Preventive Maintenance

The York County School Division employs a two person preventive maintenance team to maintain all HVAC equipment. They service the equipment on a continuous preventive maintenance schedule to maximize efficiency and indoor air quality.

          Best Practice - Preventive Maintenance Team


Ozone Systems

The York County School Division has installed ozone water treatment systems to treat the cooling tower water on schools which have closed circuit evaporative cooling towers. This process began several years ago when it was discovered that a water treatment system had not been specified or installed on two 300 ton evaporative cooling towers at one of the schools. After a thorough investigation the division elected to install an ozone system on these two towers rather than a standard chemical treatment system. This decision was based on the following factors:

  • Due to the location of the cooling towers a standard chemical/biocide treatment system installation would require the transportation of hazardous chemicals through the interior of the high school to the boiler room. This practice could lead to a potential spill and the risk was not acceptable.
  • A standard chemical/biocide treatment system installation would require that the tower water effluent resulting from blow downs to maintain proper water chemistry need to be delivered to a sanitary drain in order for it to be treated properly. Installing the necessary drainage piping would have been an additional cost.
  • Water effluent from a tower treated with ozone can be discharged directly to a roof or storm drain since the water effluent does not require additional treatment to remove the ozone.
  • Ozone use reduces the number of blow-down cycles required to maintain proper water conductivity thereby reducing water consumption.
  • The cost of purchasing chemicals and biocides each month was eliminated.
  • The cost of installation and maintenance for chemical injection pumps for the water treatment chemicals which were not required was eliminated.
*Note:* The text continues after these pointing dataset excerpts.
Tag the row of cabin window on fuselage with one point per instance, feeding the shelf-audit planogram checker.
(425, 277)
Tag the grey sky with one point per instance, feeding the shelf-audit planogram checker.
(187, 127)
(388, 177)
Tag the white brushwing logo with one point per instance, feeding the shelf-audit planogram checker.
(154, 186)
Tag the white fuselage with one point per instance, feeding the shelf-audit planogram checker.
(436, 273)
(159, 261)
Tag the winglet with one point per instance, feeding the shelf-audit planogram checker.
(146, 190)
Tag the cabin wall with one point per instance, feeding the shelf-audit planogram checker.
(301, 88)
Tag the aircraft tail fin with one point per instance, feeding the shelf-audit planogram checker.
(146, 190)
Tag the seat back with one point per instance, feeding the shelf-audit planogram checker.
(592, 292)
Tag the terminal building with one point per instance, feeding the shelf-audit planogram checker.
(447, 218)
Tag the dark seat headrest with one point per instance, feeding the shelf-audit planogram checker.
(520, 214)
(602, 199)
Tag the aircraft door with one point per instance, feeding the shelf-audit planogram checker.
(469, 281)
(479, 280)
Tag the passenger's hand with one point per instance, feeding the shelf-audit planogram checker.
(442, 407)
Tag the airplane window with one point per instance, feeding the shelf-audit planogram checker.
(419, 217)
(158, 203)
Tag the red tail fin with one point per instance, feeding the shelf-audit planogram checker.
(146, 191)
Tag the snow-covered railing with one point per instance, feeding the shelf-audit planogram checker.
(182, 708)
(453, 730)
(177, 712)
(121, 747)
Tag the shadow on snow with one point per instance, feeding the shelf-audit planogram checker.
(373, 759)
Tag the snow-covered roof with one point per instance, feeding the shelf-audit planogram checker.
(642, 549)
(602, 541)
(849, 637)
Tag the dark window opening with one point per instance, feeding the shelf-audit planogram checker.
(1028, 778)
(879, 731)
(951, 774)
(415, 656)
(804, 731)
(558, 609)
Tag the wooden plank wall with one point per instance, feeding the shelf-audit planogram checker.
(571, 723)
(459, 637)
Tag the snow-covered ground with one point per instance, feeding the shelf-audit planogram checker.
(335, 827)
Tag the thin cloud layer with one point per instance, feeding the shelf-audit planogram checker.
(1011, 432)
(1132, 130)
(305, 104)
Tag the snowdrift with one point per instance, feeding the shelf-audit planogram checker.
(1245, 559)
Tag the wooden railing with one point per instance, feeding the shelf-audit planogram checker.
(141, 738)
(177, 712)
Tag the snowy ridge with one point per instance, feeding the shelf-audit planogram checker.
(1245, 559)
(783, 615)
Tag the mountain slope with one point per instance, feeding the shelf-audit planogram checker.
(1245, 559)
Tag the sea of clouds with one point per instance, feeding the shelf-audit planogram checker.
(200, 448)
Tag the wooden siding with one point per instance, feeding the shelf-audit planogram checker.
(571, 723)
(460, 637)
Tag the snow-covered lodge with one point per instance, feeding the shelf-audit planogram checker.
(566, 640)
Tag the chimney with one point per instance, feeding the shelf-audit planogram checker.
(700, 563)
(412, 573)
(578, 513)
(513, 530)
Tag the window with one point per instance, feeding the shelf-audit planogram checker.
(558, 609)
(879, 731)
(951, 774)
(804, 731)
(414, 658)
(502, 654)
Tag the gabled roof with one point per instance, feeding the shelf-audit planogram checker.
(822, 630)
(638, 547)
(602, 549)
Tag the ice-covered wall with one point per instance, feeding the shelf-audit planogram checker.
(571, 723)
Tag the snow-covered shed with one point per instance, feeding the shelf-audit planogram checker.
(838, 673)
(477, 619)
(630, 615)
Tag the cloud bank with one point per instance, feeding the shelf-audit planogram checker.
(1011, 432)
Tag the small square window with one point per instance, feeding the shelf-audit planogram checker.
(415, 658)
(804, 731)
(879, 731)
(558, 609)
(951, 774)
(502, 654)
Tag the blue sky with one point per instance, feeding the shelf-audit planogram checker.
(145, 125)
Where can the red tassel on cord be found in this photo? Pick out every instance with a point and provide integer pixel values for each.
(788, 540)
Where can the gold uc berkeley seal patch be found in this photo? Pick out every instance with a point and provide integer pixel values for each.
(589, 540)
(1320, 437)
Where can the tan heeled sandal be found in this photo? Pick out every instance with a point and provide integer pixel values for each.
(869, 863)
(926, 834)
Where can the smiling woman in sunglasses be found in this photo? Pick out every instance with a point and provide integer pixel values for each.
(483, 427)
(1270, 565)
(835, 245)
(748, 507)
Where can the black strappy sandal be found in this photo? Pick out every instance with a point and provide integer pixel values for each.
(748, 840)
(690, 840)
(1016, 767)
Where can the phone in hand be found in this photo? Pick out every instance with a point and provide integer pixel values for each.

Some of the environmental significant benefits of using ozone water treatment systems on the cooling towers are:

  • Completely eliminated the need to discharge chemically treated water from the cooling towers for water chemistry control.
  • Reduced water consumption by reducing the number of blow-down cycles required to maintain the proper water conductivity.
  • Protected the children from potential harm from bacteria and hazardous chemicals.
  • Prevented the formation of legionella pneumophila bacteria in the cooling towers (some of the cooling towers are located relatively close to playgrounds).
  • Eliminated the need to transport hazardous chemicals through the school buildings.
  • Dramatically improved the condition and appearance of the water in the cooling towers.
  • Maintained or increased the efficiency of the cooling towers by eliminating the scale build-up on the tubes.
  • Dramatically reduced the cost of maintenance required to keep the towers clean by eliminating the build-up of scale on the tubes and cooling tower interior surfaces.

The school division has also continued to make further cuts in water consumption and preventing bay contamination by completely eliminating cooling towers during school renovations and installing geo-thermal heating and cooling systems.